Feedrate blending method for five-axis linear tool path under geometric and kinematic constraints

Abstract

To tackle the bottlenecks of the linear interpolation and two-step geometry-based corner smoothing methods in five-axis machining, an analytical one-step corner smoothing method based on feedrate blending is proposed in this paper. In the proposed algorithm, the maximum kinematics adjustments scheme together with the variable acceleration and jerk optimization algorithms are first adopted to determine the dynamic performances along the linear segments. Meanwhile, the smooth feedrate profiles of the tool tip position in the workpiece coordinate system (WCS) and tool orientation in the machine coordinate system (MCS) are generated by the tool tip mastered jerk-limited feedrate scheduling scheme, with which the tool tip feedrate and angular feedrate in the WCS, together with the translational and rotatory feedrate in the MCS are well bounded.
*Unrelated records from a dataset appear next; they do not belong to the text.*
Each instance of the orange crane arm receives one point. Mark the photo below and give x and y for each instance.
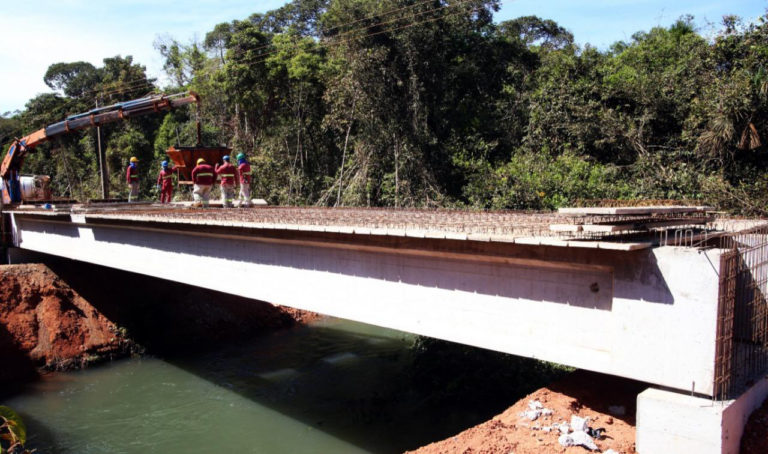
(14, 159)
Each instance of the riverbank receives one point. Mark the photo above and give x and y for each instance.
(608, 403)
(46, 324)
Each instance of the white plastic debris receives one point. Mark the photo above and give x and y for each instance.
(579, 424)
(577, 439)
(617, 410)
(535, 409)
(531, 414)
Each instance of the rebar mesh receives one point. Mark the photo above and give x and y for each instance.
(741, 355)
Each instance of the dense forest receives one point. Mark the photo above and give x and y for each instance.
(433, 104)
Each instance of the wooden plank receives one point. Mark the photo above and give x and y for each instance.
(644, 225)
(565, 227)
(585, 211)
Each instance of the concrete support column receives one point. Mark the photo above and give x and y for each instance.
(670, 422)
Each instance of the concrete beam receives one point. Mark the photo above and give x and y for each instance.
(648, 315)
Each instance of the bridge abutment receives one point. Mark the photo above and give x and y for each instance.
(673, 422)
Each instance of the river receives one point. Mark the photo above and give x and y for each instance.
(333, 386)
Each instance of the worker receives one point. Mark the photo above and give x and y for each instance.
(165, 183)
(227, 172)
(244, 171)
(202, 177)
(132, 178)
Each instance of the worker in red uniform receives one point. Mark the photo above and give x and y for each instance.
(228, 174)
(203, 178)
(165, 183)
(132, 179)
(244, 171)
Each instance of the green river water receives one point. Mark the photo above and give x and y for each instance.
(331, 387)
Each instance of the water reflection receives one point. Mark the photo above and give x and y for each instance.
(335, 386)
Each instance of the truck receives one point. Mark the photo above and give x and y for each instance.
(17, 188)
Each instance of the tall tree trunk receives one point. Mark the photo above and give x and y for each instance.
(344, 152)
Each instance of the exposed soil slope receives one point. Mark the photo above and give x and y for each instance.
(44, 323)
(582, 394)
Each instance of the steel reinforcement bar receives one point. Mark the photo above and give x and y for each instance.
(741, 355)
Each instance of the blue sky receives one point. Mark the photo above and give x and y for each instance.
(38, 33)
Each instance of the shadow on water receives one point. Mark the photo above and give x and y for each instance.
(379, 390)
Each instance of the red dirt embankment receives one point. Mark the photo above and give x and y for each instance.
(44, 323)
(600, 398)
(583, 394)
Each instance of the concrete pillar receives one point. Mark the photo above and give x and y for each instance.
(670, 422)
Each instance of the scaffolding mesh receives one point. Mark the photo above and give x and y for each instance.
(741, 355)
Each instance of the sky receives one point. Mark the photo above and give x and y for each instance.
(37, 33)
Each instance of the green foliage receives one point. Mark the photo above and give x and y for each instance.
(539, 181)
(362, 102)
(13, 432)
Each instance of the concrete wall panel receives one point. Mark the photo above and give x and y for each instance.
(647, 315)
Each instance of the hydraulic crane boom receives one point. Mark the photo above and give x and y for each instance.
(14, 159)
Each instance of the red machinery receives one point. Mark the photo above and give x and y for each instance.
(11, 166)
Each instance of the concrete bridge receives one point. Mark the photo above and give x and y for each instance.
(620, 305)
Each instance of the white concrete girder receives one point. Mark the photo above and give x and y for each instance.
(648, 315)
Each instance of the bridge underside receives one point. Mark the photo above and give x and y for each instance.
(647, 314)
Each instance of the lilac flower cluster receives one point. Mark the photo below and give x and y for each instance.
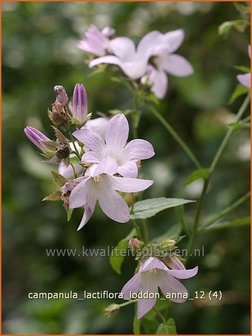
(96, 161)
(148, 62)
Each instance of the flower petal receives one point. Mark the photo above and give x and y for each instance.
(132, 286)
(105, 60)
(117, 132)
(176, 264)
(91, 140)
(98, 125)
(153, 263)
(107, 166)
(139, 149)
(123, 47)
(245, 79)
(144, 305)
(168, 284)
(88, 211)
(135, 69)
(147, 43)
(129, 185)
(175, 65)
(184, 274)
(78, 195)
(111, 203)
(128, 169)
(174, 39)
(90, 157)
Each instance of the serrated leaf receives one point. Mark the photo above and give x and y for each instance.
(55, 196)
(238, 91)
(233, 223)
(116, 258)
(150, 207)
(201, 173)
(58, 179)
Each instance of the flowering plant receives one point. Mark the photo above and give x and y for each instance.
(97, 163)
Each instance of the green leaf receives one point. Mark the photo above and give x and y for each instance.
(117, 256)
(69, 214)
(239, 25)
(60, 136)
(150, 207)
(233, 223)
(58, 179)
(167, 328)
(201, 173)
(238, 91)
(55, 196)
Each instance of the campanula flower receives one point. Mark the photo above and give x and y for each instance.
(99, 185)
(125, 156)
(132, 61)
(154, 274)
(163, 61)
(36, 137)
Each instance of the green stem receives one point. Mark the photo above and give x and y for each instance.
(75, 175)
(73, 142)
(127, 303)
(160, 314)
(211, 170)
(227, 210)
(139, 233)
(197, 218)
(228, 135)
(175, 136)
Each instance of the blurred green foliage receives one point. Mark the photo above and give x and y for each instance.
(39, 51)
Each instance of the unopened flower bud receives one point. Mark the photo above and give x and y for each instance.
(62, 151)
(79, 104)
(168, 243)
(61, 94)
(36, 137)
(58, 115)
(135, 244)
(112, 309)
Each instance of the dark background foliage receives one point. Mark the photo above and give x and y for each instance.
(39, 51)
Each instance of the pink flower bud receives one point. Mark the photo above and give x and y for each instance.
(79, 104)
(135, 244)
(36, 137)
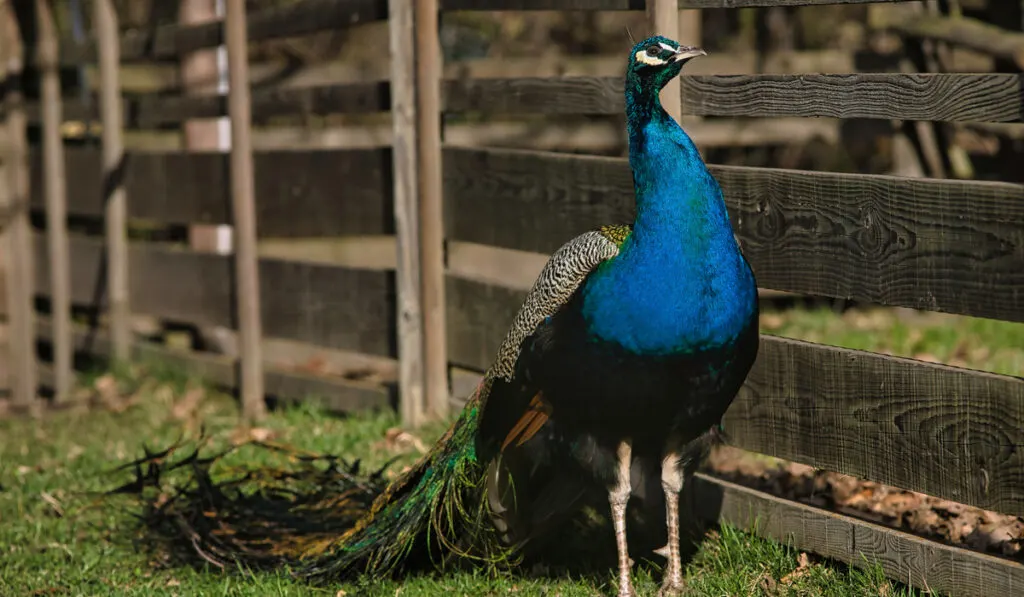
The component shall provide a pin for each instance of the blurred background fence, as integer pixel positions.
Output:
(414, 164)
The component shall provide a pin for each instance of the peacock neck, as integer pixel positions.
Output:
(679, 281)
(677, 200)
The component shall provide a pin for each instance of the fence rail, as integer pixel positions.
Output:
(933, 244)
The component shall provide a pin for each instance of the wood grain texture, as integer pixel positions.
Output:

Then, the blending time is calculated based on the specified tool tip error and tool orientation error in the WCS, and the feedrate profiles are blended to generate the smooth trajectories under axial kinematic constraints along the whole paths in both the WCS and MCS. Since the proposed method can generate the smooth corner trajectory by directly blending the feedrate profiles, it eliminates the construction and interpolation process of parametric splines in two-step corner smoothing algorithms and shows better tracking and real-time performances. Finally, simulation and experimental results validate the effectiveness and feasibility of the proposed method.